Not that your attempts to reign him in always work.

The geometric scars running down your right side twinge as you think about it. It takes Herc’s hand moving to cover yours for you to realize you’re tracing the patterns.

“That wasn’t suicide, Herc. This is. It’ll be a goddamn Christmas miracle if they come back alive.”

You don’t look back at him as you say it. Can’t. If you look at him, you know you’ll be done. You will crack wide open, right down the fucking middle, the dread in you oozing out like Blue from a wound that’d failed to cauterize. Because you can tell without looking—without _thinking_ —that Herc feels the same.

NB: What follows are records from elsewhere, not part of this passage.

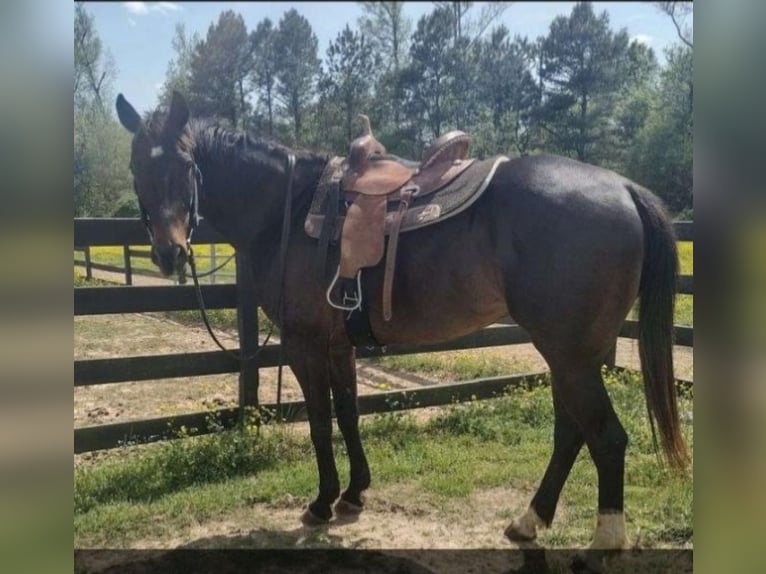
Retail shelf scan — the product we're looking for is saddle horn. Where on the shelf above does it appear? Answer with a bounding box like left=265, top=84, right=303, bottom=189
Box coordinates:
left=356, top=114, right=372, bottom=136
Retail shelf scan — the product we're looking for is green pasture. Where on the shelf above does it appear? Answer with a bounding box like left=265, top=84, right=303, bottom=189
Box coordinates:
left=74, top=243, right=236, bottom=282
left=74, top=373, right=693, bottom=547
left=74, top=241, right=694, bottom=329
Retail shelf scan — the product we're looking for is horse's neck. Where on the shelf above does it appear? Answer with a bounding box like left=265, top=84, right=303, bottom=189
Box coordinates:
left=194, top=127, right=327, bottom=296
left=194, top=126, right=323, bottom=248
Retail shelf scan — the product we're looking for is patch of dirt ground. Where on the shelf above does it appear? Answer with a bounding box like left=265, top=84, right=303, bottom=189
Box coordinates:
left=131, top=484, right=532, bottom=549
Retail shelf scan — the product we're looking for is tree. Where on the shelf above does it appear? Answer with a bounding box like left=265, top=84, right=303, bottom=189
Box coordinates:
left=626, top=45, right=694, bottom=212
left=74, top=2, right=117, bottom=113
left=358, top=2, right=412, bottom=129
left=323, top=24, right=376, bottom=144
left=72, top=4, right=135, bottom=216
left=159, top=22, right=201, bottom=105
left=477, top=25, right=537, bottom=154
left=188, top=10, right=252, bottom=128
left=358, top=2, right=412, bottom=74
left=537, top=2, right=629, bottom=161
left=654, top=2, right=694, bottom=48
left=250, top=18, right=277, bottom=137
left=400, top=8, right=460, bottom=141
left=276, top=8, right=319, bottom=144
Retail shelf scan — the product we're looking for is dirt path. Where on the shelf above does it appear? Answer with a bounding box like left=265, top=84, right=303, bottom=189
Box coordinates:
left=74, top=313, right=693, bottom=427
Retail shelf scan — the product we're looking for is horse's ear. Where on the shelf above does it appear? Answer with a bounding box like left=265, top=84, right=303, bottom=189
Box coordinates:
left=165, top=90, right=189, bottom=137
left=117, top=94, right=141, bottom=134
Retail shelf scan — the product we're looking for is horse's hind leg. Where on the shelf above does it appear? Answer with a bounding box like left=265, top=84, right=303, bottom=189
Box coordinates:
left=509, top=366, right=628, bottom=549
left=330, top=347, right=370, bottom=515
left=282, top=334, right=340, bottom=526
left=505, top=373, right=585, bottom=542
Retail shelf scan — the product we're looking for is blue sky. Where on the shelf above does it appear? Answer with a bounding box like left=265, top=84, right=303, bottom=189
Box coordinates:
left=84, top=2, right=691, bottom=116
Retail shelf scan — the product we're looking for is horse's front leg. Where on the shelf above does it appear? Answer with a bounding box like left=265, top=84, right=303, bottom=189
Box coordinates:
left=282, top=337, right=340, bottom=526
left=330, top=346, right=370, bottom=515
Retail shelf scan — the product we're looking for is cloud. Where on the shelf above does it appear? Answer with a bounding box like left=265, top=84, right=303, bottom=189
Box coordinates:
left=122, top=2, right=182, bottom=16
left=630, top=34, right=654, bottom=46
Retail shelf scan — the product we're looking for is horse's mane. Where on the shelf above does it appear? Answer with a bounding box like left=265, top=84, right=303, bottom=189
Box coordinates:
left=144, top=107, right=329, bottom=171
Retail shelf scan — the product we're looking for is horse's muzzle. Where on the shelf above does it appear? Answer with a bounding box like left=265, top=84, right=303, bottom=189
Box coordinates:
left=152, top=243, right=187, bottom=276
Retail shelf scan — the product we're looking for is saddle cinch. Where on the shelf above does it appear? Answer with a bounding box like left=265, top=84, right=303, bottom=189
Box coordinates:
left=305, top=115, right=507, bottom=321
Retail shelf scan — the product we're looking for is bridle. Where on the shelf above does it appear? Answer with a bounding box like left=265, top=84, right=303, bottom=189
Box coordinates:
left=138, top=160, right=202, bottom=247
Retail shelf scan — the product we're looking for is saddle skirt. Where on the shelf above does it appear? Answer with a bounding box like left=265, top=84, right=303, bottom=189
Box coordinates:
left=304, top=156, right=508, bottom=243
left=304, top=115, right=508, bottom=321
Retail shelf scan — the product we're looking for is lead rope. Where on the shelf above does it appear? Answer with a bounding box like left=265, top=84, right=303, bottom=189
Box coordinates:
left=186, top=243, right=274, bottom=362
left=277, top=154, right=295, bottom=420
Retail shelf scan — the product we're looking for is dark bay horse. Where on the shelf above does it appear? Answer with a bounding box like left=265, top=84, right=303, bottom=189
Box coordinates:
left=117, top=94, right=688, bottom=549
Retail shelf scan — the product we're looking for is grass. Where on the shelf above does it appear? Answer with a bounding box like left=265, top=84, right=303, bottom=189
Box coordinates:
left=369, top=350, right=530, bottom=381
left=74, top=373, right=693, bottom=547
left=74, top=243, right=236, bottom=283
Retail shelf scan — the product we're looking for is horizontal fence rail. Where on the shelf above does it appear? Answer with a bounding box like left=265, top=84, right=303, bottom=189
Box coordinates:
left=74, top=371, right=547, bottom=454
left=74, top=218, right=694, bottom=453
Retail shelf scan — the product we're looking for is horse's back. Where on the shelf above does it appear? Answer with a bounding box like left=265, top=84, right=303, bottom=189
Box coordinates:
left=487, top=155, right=644, bottom=364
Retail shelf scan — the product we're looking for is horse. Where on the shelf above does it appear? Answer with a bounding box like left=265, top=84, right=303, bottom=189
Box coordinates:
left=116, top=92, right=689, bottom=560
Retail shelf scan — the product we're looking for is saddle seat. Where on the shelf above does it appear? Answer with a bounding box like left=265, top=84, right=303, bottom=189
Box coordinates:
left=341, top=116, right=471, bottom=199
left=327, top=115, right=474, bottom=321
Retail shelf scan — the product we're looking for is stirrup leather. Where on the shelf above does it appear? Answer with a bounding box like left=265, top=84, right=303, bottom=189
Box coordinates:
left=327, top=265, right=362, bottom=312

After all, everything is on the line for both of you.

 

———

 

The four of them are talking over the comms. Raleigh, Mako, Stacker, and Chuck. It’s mostly final systems checks—weapons power, core output and integrity, pressure in the joint hydraulics—but every now and then Raleigh will be himself and crack a joke. Kid’s serious _most_ of the time, but even with the a-grav rigs, the jaegers still weigh _something_ , and Jumphawks have a maximum speed of something around 200mph _without_ hauling a normally-2000-ton machine. The flight out to the Breach is just over 2000 miles—2164 miles, the display told you when you’d looked it up after the first hour—so of _course_ Raleigh’s going to get bored.

He sounds so normal. So carefree. Mako laughs at his jokes, if a bit over-politely. Chuck groans. Stacker’s helmet cam shows him scowling despite the corners of his mouth attempting to turn up in a smile.

Beside their helmet cams, their heartbeats are regular, if slightly elevated.

Your chest aches. Rubbing at it doesn’t seem to make it better.

 

———

 

“So when were you planning on telling me ‘bout you and Chuck?”

Tendo had banished both you and Herc from LOCCENT after yelling at you for, as he said, “Looking so much like a pair of kicked dogs I’m surprised you’re not whining.” Now, you’re sitting across from one another in the mess, potatoes and something that you think is _supposed_ to be some kind of roast beef—or roast _something_ —spread between you. You’ve just placed a forkful of the mystery meat in your mouth when Herc pops his question, and you nearly inhale it by accident. Herc looks unimpressed by your attempts to choke yourself, though he does at least push a glass of water your way that you swig down in several huge gulps.   

“I, uh,” you stammer out, gulping again, though this time it’s got nothing to do with your drink, “probably after this whole mess. I mean, I wasn’t entirely sure if..."

You trail off and wave your hands in a frenetic motion you hope conveys your meaning. Herc, angel that he is, stares at you flatly.

“Wasn’t sure of what, exactly?”

“If..." you sigh, and your face feels like it’s hot enough to make the meat on your table sizzle again. Rubbing at it with your hands doesn’t really help, but it does at least give you a barrier between you and Herc—and your hands aren’t _actually_ burning, so there’s that. “I wasn’t—I’m _not_ sure if there’s even anything to tell.”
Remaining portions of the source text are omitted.